Data engineering is a set of operations to create interfaces and mechanisms for information flow and access. Joe Reis and Matt Housley in their book, Fundamentals of Data Engineering defined data engineering as the development, implementation, and maintenance of systems and processes that take in raw data and produce high-quality, consistent information that supports use cases such as analysis and machine learning.
It is a highly specialized field where data engineers are responsible for maintaining data which can be real-time or batched while ensuring that they remain available and usable by others.
Because of the large volume of data available in today’s world, where organisations process data from different sources available to them, we are then introduced to the concept of Big data which is used to refer to extremely large datasets.
For an organisation like a bank that has data stored in different resources such as Oracle (for core banking), MySQL (for CRM), internet data (JSON), XML, etc. An approach to get all these data from different sources into a particular bucket so they can be analysed as a whole is known as Extraction, and where these data are dumped is known as a DATA WAREHOUSE (e.g., Teradata)
Some of the challenges of data warehousing include:
· It is very expensive.
· It is not real-time (preferably done during non-working hours).
· There is a limit to the amount of data that can be extracted at once.
Because of how expensive data warehouses can be, corporations have now preferred to move their data infrastructures to other platforms such as the Hadoop Platform.
MapReduce is the default programming framework on top of Hadoop. It is used to analyse any data on top of Hadoop.
Hadoop is a batch processing system so can be slow sometimes. What organisations then do is store some readily in-demand data in a real-time data warehouse like Teradata and store others not frequently used in Hadoop.
The Hadoop framework also comprises what we call the Hadoop cluster where there is a master system and subsequent slave systems that can be used to store data. These slave systems can be added on the go as at when needed to create additional storage in a concept known as SCALING OUT. The Storage master is called the Name Node while the storage slaves are known as the Data nodes.
The Hadoop Architecture comprises of three major components:
· HDFS – Hadoop Distributed File System (Handles Storage)
· YARN – Handles Resource Management
· MapReduce – Handles Processing
Hadoop Components:
Hive – invented by Facebook to allow interaction with MapReduce in SQL while the underlying backend is still Java. It is the most widely used component in big data and Hadoop.
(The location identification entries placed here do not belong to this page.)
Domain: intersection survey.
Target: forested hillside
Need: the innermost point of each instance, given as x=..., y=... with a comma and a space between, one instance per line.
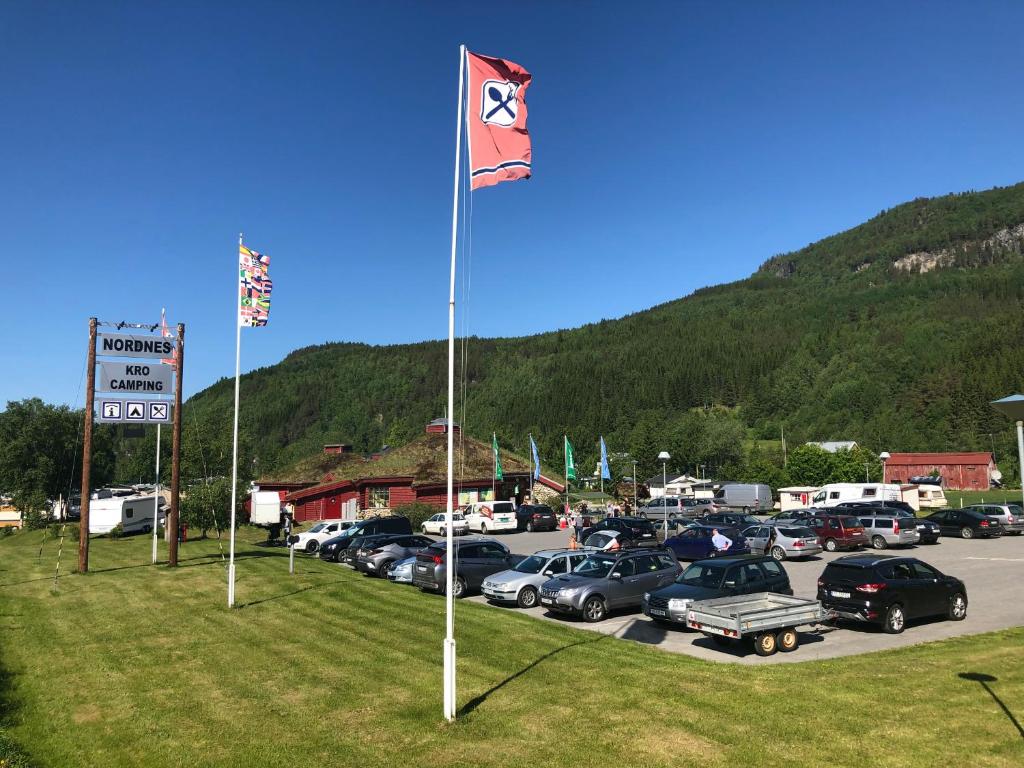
x=847, y=338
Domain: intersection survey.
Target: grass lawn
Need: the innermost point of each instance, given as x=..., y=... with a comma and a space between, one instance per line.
x=139, y=666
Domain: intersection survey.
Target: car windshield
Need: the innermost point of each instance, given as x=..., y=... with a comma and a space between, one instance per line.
x=531, y=564
x=595, y=567
x=700, y=574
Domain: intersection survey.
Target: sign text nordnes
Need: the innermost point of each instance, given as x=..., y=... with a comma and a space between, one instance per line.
x=126, y=345
x=152, y=378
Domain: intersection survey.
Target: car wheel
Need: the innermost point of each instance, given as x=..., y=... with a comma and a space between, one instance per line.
x=764, y=644
x=895, y=620
x=593, y=609
x=526, y=598
x=787, y=639
x=957, y=607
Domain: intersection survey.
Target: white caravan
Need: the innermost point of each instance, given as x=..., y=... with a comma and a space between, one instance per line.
x=132, y=513
x=837, y=493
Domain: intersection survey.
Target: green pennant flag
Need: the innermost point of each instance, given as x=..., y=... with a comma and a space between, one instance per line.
x=498, y=459
x=569, y=461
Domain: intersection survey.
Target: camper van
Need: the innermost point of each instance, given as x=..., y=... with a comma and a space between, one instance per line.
x=749, y=497
x=132, y=513
x=837, y=493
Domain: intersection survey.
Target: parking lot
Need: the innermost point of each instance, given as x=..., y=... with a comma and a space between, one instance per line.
x=992, y=570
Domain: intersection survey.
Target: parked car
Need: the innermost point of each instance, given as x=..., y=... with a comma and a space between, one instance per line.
x=536, y=517
x=521, y=585
x=309, y=541
x=839, y=531
x=608, y=581
x=722, y=577
x=788, y=541
x=1009, y=515
x=377, y=557
x=475, y=560
x=967, y=523
x=732, y=519
x=436, y=524
x=636, y=530
x=694, y=543
x=890, y=530
x=333, y=548
x=489, y=517
x=401, y=571
x=887, y=590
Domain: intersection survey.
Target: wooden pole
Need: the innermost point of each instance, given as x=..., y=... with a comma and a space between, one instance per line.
x=90, y=393
x=172, y=518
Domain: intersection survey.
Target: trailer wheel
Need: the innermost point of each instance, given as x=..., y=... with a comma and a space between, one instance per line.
x=787, y=639
x=764, y=644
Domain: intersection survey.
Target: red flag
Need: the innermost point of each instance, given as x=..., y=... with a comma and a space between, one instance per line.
x=496, y=113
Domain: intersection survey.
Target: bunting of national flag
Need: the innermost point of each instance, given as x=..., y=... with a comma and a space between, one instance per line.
x=496, y=116
x=254, y=288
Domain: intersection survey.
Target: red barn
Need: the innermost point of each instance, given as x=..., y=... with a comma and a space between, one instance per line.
x=968, y=471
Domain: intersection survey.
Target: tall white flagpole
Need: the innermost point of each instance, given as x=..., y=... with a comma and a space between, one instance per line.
x=235, y=439
x=450, y=690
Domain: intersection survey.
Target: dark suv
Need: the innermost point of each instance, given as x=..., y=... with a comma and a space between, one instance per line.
x=887, y=590
x=722, y=577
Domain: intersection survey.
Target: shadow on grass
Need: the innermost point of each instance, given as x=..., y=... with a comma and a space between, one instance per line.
x=983, y=680
x=477, y=700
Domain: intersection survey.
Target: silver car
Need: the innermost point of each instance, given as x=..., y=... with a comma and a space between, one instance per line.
x=521, y=584
x=792, y=541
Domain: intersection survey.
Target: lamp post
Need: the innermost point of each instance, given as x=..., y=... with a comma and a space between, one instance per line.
x=1013, y=406
x=664, y=458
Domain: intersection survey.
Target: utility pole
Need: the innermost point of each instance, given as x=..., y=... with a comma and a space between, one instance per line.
x=90, y=393
x=172, y=517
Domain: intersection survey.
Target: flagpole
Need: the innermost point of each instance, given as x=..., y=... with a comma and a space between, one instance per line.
x=235, y=443
x=450, y=689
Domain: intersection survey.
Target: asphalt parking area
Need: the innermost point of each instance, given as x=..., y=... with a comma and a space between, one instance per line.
x=992, y=570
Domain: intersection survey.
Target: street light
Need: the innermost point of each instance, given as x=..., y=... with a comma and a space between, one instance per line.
x=664, y=458
x=1013, y=406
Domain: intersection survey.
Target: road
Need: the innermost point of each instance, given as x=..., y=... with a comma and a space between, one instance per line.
x=991, y=569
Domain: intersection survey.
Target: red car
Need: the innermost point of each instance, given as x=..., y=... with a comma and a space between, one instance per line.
x=839, y=531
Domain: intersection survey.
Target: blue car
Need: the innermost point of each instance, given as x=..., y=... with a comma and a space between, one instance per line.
x=694, y=543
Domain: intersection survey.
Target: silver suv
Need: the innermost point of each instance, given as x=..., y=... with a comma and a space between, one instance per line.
x=606, y=581
x=891, y=531
x=521, y=584
x=1010, y=515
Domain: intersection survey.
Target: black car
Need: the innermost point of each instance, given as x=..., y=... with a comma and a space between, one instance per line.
x=967, y=523
x=722, y=577
x=333, y=548
x=886, y=590
x=536, y=517
x=636, y=530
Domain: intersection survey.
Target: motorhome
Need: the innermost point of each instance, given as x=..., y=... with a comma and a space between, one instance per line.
x=837, y=493
x=133, y=513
It is a query engine and not a Database.
Pig – Invented by Yahoo. The scripting language used on this is known as Pig Latin
Sqoop: Scoop helps provide direct access to RDBMS to import data and store them in Hadoop and export from Hadoop to RDBMS. It is used for data pipelines.
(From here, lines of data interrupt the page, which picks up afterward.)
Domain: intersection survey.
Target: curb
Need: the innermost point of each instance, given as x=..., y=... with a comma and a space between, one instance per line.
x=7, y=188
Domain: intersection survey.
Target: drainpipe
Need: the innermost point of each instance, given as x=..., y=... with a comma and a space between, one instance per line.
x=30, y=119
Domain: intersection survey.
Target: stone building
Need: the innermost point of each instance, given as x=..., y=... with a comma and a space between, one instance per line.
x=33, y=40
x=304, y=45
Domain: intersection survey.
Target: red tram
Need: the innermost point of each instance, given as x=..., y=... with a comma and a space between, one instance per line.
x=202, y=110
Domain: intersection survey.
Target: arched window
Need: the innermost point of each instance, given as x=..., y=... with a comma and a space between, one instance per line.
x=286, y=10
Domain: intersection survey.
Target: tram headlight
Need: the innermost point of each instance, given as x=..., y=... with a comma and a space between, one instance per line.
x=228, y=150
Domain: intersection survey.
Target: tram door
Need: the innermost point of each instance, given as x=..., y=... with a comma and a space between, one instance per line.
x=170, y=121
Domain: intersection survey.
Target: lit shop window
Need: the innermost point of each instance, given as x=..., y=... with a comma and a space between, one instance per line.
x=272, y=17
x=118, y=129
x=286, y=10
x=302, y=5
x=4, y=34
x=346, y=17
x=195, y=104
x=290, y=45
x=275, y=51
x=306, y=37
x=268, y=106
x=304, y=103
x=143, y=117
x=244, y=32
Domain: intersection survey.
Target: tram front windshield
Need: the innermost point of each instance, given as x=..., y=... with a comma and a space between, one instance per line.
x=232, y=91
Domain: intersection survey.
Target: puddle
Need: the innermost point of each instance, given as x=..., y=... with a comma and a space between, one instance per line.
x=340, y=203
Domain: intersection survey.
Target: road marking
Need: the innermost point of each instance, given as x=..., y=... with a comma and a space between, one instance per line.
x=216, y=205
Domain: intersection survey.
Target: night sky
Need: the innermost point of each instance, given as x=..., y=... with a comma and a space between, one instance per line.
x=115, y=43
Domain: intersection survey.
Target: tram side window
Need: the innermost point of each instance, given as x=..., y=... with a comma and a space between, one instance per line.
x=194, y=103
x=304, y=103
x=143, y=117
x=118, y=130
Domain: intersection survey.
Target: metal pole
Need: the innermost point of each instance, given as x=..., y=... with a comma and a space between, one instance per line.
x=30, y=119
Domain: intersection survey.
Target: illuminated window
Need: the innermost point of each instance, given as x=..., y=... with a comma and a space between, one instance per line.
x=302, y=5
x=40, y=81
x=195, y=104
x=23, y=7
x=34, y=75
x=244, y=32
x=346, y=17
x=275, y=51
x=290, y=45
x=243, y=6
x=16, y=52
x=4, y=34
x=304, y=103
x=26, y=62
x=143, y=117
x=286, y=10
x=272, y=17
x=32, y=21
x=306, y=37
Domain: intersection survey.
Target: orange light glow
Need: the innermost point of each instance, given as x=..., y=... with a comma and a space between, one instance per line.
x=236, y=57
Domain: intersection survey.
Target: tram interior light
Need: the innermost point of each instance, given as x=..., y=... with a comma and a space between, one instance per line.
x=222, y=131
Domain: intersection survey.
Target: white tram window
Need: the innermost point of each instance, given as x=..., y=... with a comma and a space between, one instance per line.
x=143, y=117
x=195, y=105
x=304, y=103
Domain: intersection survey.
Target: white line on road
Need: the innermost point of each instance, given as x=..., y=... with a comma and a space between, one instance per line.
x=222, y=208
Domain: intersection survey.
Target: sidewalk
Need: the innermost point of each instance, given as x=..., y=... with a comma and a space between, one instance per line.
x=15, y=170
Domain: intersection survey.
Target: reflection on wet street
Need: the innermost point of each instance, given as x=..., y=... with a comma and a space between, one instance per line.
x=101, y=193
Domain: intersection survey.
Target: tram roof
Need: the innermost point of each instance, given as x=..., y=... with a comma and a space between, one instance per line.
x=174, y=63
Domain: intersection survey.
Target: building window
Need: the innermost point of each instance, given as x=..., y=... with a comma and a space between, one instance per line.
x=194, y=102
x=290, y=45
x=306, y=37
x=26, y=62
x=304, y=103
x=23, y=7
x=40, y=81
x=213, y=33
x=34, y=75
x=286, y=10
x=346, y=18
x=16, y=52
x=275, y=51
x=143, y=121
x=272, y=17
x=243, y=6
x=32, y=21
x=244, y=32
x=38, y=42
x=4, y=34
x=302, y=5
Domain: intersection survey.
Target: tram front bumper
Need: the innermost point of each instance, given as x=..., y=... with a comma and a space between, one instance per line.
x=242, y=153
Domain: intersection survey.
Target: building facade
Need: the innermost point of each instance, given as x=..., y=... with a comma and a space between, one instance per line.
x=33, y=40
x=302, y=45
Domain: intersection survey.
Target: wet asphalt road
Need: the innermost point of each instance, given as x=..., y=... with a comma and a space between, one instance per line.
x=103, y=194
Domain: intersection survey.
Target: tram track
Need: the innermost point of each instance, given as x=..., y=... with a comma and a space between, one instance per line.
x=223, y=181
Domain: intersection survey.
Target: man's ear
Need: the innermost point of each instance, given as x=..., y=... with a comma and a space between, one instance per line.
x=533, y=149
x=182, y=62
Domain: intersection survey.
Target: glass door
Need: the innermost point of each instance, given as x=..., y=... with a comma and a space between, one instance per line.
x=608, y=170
Oozie: It is a scheduler invented by Yahoo. It can be used to schedule all Hadoop jobs.
HBase: It is the Hadoop database developed by Facebook.
The following platforms also provide data as a service distribution for users
· Cloudera
· Hortonworks – HDP sandbox
(Cloudera and Hortonworks have now merged)
· Amazon – EMR
· Microsoft – HD insight
· IBM – Big Insight
· Google - DataBlock
· Data bricks – Databricks sandbox